Anyone else make the transition found yourself enjoying inshore more? Maybe it’s because I’ve not been offshore in a while, but seems like I’m enjoying inshore better. Don’t get me wrong, I love what offshore has to offer, but it sure is a lot of work these days


----------



## Skram (Feb 8, 2019)

Gary240 said:


> Anyone else make the transition found yourself enjoying inshore more? Maybe it’s because I’ve not been offshore in a while, but seems like I’m enjoying inshore better. Don’t get me wrong, I love what offshore has to offer, but it sure is a lot of work these days


I definitely agree. I won't turn down an opportunity to get offshore on friends boats, but inshore is cheaper and much less exhausting. Picked up fly a few years back and it reignited my passion for inshore fishing.


----------



## Coffeyonthefly (Mar 20, 2019)

I lived in Hawaii and did a lot of Billfish and Tuna fishing. I used to enjoy it but honestly now I would much rather sight fish. Bottom fishing has just never been my thing. I guess I’m getting old.


----------



## Gary240 (Jul 5, 2021)

Skram said:


> I definitely agree. I won't turn down an opportunity to get offshore on friends boats, but inshore is cheaper and much less exhausting. Picked up fly a few years back and it reignited my passion for inshore fishing.

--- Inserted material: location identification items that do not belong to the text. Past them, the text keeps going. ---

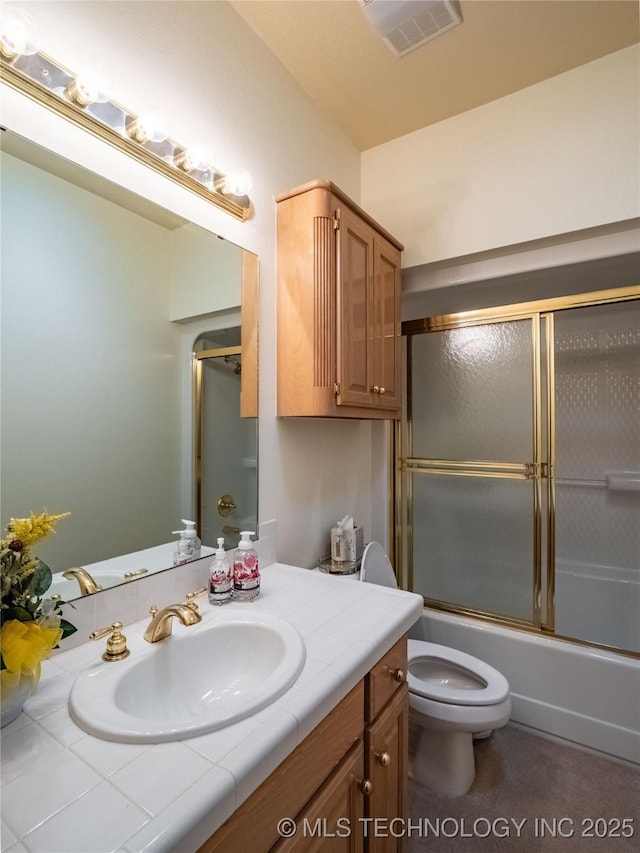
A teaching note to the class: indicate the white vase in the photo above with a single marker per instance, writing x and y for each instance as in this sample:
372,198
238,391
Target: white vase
12,699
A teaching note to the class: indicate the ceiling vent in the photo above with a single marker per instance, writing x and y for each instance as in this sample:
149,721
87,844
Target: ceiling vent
406,24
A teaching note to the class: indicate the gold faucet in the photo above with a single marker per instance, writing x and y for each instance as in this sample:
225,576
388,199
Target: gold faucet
160,626
86,582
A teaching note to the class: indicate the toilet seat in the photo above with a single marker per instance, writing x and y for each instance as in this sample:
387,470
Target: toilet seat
492,687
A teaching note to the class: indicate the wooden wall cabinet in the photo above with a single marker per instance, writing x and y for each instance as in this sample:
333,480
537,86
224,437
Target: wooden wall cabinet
350,770
338,308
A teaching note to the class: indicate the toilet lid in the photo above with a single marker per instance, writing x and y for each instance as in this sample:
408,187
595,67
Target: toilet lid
376,567
448,675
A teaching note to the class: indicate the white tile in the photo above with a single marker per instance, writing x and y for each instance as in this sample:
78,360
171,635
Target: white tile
100,821
106,757
24,749
159,775
60,726
324,647
306,706
256,757
216,745
7,836
191,818
39,793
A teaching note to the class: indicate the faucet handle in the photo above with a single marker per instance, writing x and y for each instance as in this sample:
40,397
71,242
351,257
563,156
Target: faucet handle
191,595
116,644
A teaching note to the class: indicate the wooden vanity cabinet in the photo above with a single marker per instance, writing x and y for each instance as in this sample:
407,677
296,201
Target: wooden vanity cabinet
338,308
351,769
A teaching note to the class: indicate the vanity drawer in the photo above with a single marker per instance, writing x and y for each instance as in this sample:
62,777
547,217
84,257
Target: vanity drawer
385,678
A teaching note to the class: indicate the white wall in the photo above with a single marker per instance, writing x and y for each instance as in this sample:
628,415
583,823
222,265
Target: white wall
557,157
91,418
219,85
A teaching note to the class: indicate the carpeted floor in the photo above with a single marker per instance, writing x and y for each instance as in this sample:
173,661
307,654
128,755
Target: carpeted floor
531,795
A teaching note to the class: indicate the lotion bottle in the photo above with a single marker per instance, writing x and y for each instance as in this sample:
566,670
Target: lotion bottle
181,555
338,544
220,577
246,573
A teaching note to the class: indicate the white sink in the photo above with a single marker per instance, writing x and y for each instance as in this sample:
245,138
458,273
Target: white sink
200,679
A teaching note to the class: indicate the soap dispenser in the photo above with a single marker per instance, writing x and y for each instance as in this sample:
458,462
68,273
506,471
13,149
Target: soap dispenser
181,555
195,545
246,573
220,577
189,535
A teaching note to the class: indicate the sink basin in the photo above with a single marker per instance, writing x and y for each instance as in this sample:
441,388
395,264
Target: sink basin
200,679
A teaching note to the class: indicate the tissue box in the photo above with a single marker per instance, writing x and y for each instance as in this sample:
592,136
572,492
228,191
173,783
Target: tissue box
354,544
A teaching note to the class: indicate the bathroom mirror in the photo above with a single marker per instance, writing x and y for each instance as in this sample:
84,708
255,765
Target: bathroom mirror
104,295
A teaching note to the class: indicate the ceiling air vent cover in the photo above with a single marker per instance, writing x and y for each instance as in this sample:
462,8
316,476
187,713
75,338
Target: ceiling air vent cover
406,24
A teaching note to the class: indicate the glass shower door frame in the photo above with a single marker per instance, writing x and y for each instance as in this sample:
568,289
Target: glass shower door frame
532,470
541,469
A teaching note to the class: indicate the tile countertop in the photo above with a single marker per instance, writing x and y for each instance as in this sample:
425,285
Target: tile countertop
64,790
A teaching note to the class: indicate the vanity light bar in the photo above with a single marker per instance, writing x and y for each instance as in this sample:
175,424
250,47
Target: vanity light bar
78,99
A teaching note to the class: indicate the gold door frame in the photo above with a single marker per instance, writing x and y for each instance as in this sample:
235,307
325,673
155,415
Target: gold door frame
198,358
541,313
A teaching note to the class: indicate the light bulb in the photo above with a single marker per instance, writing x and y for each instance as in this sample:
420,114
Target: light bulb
147,128
193,159
235,183
18,35
88,86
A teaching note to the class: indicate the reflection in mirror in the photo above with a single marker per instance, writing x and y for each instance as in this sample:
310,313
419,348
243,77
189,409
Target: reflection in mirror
103,295
226,447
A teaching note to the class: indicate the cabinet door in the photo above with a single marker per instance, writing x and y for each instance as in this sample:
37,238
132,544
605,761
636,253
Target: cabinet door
354,334
386,751
384,371
332,819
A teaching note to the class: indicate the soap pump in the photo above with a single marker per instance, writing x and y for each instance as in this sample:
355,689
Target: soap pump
246,573
194,546
220,577
181,555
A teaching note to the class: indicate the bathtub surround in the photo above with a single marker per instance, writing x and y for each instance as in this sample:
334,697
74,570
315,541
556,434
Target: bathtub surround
580,694
534,796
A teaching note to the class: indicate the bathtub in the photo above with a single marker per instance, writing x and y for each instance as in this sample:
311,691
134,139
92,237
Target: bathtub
580,694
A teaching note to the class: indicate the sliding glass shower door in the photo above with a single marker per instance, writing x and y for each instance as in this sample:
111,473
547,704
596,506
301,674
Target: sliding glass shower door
472,470
519,465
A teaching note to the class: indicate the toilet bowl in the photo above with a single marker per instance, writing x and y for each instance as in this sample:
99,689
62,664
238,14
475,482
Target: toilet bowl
452,696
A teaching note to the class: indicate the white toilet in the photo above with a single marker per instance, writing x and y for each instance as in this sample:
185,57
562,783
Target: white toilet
452,696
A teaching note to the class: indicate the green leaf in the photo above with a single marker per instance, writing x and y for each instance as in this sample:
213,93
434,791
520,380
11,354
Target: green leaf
40,580
67,628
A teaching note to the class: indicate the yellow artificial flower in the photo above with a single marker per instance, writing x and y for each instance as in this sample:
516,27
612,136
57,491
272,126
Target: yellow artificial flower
34,528
24,644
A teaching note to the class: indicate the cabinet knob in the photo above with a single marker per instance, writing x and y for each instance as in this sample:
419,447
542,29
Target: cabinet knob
116,642
366,787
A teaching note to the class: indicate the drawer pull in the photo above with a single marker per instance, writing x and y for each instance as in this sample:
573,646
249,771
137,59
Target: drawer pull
366,787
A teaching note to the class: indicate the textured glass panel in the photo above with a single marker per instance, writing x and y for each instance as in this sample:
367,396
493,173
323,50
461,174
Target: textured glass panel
473,542
597,358
472,393
229,454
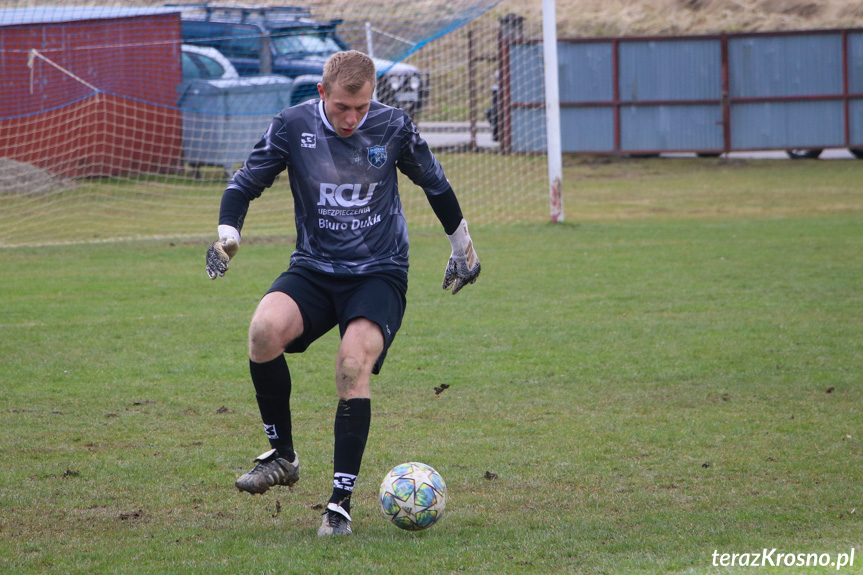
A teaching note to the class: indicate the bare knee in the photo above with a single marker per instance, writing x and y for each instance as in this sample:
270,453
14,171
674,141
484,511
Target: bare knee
349,371
276,323
264,344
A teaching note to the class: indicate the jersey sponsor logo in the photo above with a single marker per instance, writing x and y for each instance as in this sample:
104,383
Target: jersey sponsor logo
346,195
377,156
353,225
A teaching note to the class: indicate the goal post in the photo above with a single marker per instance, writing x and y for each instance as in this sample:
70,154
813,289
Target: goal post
552,110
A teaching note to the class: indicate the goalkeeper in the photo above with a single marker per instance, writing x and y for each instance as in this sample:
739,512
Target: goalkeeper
350,264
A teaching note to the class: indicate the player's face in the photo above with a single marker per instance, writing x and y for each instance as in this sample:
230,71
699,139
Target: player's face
345,110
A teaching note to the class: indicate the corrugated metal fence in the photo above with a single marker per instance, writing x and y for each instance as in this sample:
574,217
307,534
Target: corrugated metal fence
705,94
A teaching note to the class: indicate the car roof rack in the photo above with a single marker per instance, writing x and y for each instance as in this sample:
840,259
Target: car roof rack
246,14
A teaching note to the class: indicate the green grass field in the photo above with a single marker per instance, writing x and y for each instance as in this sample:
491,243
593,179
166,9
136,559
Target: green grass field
675,371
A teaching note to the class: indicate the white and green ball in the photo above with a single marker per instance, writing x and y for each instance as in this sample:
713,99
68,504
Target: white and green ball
413,496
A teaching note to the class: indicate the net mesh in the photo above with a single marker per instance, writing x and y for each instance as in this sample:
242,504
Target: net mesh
105,136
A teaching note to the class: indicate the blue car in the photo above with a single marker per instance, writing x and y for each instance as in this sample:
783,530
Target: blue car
287,41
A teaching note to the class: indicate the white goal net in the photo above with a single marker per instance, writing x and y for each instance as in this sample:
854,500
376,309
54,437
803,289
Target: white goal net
122,120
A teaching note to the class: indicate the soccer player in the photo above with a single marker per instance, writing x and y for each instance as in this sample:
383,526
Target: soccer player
350,264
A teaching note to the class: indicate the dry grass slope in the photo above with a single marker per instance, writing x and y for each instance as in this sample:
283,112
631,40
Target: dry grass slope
648,17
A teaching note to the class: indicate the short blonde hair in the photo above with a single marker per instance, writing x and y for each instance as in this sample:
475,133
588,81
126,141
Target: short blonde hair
350,69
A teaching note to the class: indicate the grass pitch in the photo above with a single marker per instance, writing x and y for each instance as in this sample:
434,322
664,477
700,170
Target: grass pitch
675,372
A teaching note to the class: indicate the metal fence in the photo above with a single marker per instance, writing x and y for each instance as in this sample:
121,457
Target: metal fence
703,94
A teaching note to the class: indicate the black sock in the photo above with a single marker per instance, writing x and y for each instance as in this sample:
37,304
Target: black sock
351,430
272,382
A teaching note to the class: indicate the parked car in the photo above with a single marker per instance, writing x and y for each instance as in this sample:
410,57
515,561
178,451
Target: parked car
223,113
201,62
287,41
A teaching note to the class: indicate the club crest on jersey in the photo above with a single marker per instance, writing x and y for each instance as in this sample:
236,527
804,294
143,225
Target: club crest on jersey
378,156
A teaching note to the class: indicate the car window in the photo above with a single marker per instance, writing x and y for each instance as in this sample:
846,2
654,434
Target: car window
200,66
212,68
304,44
190,68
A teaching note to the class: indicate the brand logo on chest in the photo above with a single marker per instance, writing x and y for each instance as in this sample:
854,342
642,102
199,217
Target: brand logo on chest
377,156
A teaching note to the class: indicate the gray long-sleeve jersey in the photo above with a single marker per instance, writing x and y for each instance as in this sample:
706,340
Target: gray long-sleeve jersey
347,209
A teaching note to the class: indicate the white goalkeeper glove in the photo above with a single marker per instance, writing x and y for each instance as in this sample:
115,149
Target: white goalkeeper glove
463,267
221,251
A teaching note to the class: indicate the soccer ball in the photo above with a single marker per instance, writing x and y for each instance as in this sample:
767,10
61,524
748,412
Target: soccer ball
413,496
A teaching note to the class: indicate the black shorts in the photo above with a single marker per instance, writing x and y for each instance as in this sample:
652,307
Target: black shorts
326,300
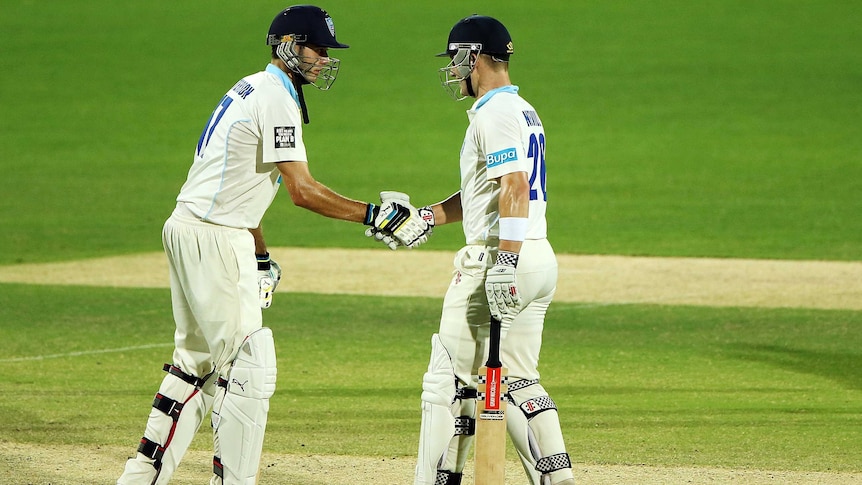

I eventually want to learn fly fishing. Having a blast sharpening my inshore skills at the moment. 


Coffeyonthefly said:


> I lived in Hawaii and did a lot of Billfish and Tuna fishing. I used to enjoy it but honestly now I would much rather sight fish. Bottom fishing has just never been my thing. I guess I’m getting old.


Coffeyonthefly - Yeah, bottom fishing has never been my thing either.


----------



## kwood (Oct 17, 2012)

Funny how it works....I'm finding my self going in the opposite direction.


----------



## Gary240 (Jul 5, 2021)

kwood said:


> Funny how it works....I'm finding my self going in the opposite direction.


I think the trick is to have a boat for each activity 😄


----------



## BrainlessBoater (Feb 18, 2018)

I like inshore way better, but that is because I grew up fishing inshore with my dad and uncle so those memories are dear to me.


----------